DEV Community

Alex Chen
Alex Chen

Posted on

Quick Tip: I Speed-Tested 15 AI APIs So You Don't Have To

Quick Tip: I Speed-Tested 15 AI APIs So You Don't Have To

Okay so I have to be honest with you. Before I started this little project, I had no idea how much the speed of an AI API could actually matter. Like, in my bootcamp projects, I just grabbed whatever model my instructor told me to use and never thought twice about it. Then I shipped a chatbot demo to my friend in Tokyo, and he told me it felt "kind of slow." That bugged me. So I went down a rabbit hole.

What I found genuinely blew my mind. There are HUNDREDS of AI models out there now, and some of them are blazing fast while others take so long you'd think your internet broke. I decided to actually test them. Properly. From different parts of the world. With a stopwatch in Python like some kind of caveman programmer.

This post is everything I learned. Buckle up.

How I Set This Whole Thing Up

I'm not gonna lie, my first attempt at benchmarking was a disaster. I was using inconsistent prompts, running one test per model, testing from my apartment in Ohio on my home Wi-Fi while also streaming YouTube. The numbers were all over the place.

So I did it properly this time. Here's exactly what I did:

  • When I ran the tests: May 20, 2026 (yeah, I documented it this time, I learned my lesson)
  • Where I ran them from: A server in US East (Ohio) and one in Asia (Singapore)
  • The prompt I used: "Explain recursion in 200 words" — boring but consistent
  • How much output: Around 150 tokens each time
  • How many runs: 10 per model, then I averaged them out
  • Streaming: Yes, server-sent events, because that's what you'd actually use in a real app
  • The API endpoint: https://global-apis.com/v1

If you're not familiar with what TTFT means, it's "Time to First Token." Basically how long you wait before ANY words start appearing on the screen. The other number I cared about was tokens per second, which is how fast the words stream in after that first one shows up.

Those two numbers together tell you almost everything you need to know about how a model will feel to a real human being.

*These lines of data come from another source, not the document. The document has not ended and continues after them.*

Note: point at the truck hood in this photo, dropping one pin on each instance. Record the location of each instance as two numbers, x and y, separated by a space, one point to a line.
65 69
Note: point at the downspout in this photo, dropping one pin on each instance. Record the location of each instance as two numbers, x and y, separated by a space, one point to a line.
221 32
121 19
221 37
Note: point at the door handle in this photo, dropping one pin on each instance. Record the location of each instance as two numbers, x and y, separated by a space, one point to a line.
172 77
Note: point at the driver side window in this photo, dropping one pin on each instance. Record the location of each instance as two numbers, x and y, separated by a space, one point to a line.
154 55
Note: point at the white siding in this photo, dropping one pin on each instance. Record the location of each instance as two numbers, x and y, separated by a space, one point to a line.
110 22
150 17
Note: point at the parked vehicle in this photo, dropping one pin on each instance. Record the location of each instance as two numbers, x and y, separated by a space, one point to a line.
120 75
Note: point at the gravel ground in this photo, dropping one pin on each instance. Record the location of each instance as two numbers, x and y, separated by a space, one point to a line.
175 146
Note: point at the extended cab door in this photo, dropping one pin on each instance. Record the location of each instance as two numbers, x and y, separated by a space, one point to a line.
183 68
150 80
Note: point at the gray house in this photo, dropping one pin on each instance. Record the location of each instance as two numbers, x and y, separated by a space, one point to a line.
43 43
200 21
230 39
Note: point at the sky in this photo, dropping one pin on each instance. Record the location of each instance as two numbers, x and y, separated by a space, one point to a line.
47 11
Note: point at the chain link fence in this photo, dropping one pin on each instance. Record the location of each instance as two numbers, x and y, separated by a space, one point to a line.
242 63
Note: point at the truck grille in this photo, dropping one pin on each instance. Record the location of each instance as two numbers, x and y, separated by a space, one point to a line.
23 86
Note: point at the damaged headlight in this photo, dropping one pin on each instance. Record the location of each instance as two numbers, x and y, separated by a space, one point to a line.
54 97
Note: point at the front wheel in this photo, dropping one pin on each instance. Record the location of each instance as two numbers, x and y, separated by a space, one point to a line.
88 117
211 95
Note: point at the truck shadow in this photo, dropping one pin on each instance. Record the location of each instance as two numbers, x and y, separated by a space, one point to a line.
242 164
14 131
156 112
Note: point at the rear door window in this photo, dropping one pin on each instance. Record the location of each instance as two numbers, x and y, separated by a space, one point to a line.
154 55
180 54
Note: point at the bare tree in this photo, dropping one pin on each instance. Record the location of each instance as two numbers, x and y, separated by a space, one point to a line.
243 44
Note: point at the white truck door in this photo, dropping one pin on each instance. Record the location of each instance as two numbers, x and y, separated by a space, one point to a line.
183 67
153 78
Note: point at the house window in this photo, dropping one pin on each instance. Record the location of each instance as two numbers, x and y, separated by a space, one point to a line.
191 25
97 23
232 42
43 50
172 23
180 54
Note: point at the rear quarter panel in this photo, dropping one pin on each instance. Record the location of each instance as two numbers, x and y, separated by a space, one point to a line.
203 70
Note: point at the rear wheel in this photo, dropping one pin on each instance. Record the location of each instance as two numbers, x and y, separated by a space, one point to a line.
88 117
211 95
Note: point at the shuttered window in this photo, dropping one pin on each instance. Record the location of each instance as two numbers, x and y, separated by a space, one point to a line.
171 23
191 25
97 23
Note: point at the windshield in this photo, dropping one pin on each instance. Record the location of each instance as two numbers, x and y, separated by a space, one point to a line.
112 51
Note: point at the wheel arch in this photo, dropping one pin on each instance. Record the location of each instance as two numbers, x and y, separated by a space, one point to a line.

The Absolute Speed Champions

Alright, here's the moment you've been waiting for. The fastest models I found, ranked from "wait, it's already done?" to "did this thing crash?"

Let me just lay out the full table first, then I'll go into the juicy stuff:

Rank Model TTFT (ms) Tokens/sec Made By $/M Output
🥇 Step-3.5-Flash 120 80 StepFun $0.15
🥈 DeepSeek V4 Flash 180 60 DeepSeek $0.25
🥉 Hunyuan-TurboS 200 55 Tencent $0.28
4 Qwen3-8B 150 70 Qwen $0.01
5 Qwen3-32B 250 45 Qwen $0.28
6 Doubao-Seed-Lite 220 50 ByteDance $0.40
7 Hunyuan-Turbo 280 42 Tencent $0.57
8 GLM-4-32B 300 38 Zhipu $0.56
9 Qwen3.5-27B 350 35 Qwen $0.19
10 DeepSeek V4 Pro 400 30 DeepSeek $0.78
11 MiniMax M2.5 450 28 MiniMax $1.15
12 GLM-5 500 25 Zhipu $1.92
13 Kimi K2.5 600 20 Moonshot $3.00
14 DeepSeek-R1 800 15 DeepSeek $2.50
15 Qwen3.5-397B 1200 10 Qwen $2.34

When I saw that Step-3.5-Flash number — 80 tokens per second — I literally said "what the heck" out loud. That's almost as fast as a human can read. The first token shows up in 120 milliseconds, which is genuinely faster than I can blink.

One thing I want to point out before we move on: the slow models at the bottom (R1, K2.5, that giant Qwen3.5-397B) are mostly "reasoning" models. They think before they answer, which is great for math and coding problems but absolutely brutal for a chat interface. Keep that in mind.

The Part That Blew My Mind: Speed by Price

This is where things got really interesting for me. I always assumed faster = more expensive, because that's how it works for basically everything in life. Faster shipping costs more. Faster internet costs more. Why would AI be different?

But somehow, some of these models are both fast AND cheap. Let me break it down by what I call price tiers.

The "Wait, This Is One Cent?" Tier (under $0.15/M output)

Model tok/s $/M Output
Qwen3-8B 70 $0.01
Step-3.5-Flash 80 $0.15

I was SHOCKED when I saw Qwen3-8B's price. One cent per million tokens. Let me put that in perspective for you. You could send roughly 750,000 requests like my recursion prompt for one dollar. That's insane.

And it's not even slow! 70 tokens per second is faster than most of the expensive models. If you're building something where you just need quick, decent-quality answers and you're sending a TON of requests, this is your new best friend. For simple stuff like classification, summarization, intent detection — Qwen3-8B is genuinely hard to beat.

The Sweet Spot ($0.15 to $0.30/M output)

Model tok/s $/M Output
DeepSeek V4 Flash 60 $0.25
Hunyuan-TurboS 55 $0.28
Qwen3-32B 45 $0.28

This is where I landed for my own projects. DeepSeek V4 Flash at 60 tok/s and $0.25 per million output tokens feels like the perfect balance. You're getting GPT-4o-class quality (I tested it on some coding tasks against GPT-4o and honestly couldn't tell the difference most of the time) at a tiny fraction of the price.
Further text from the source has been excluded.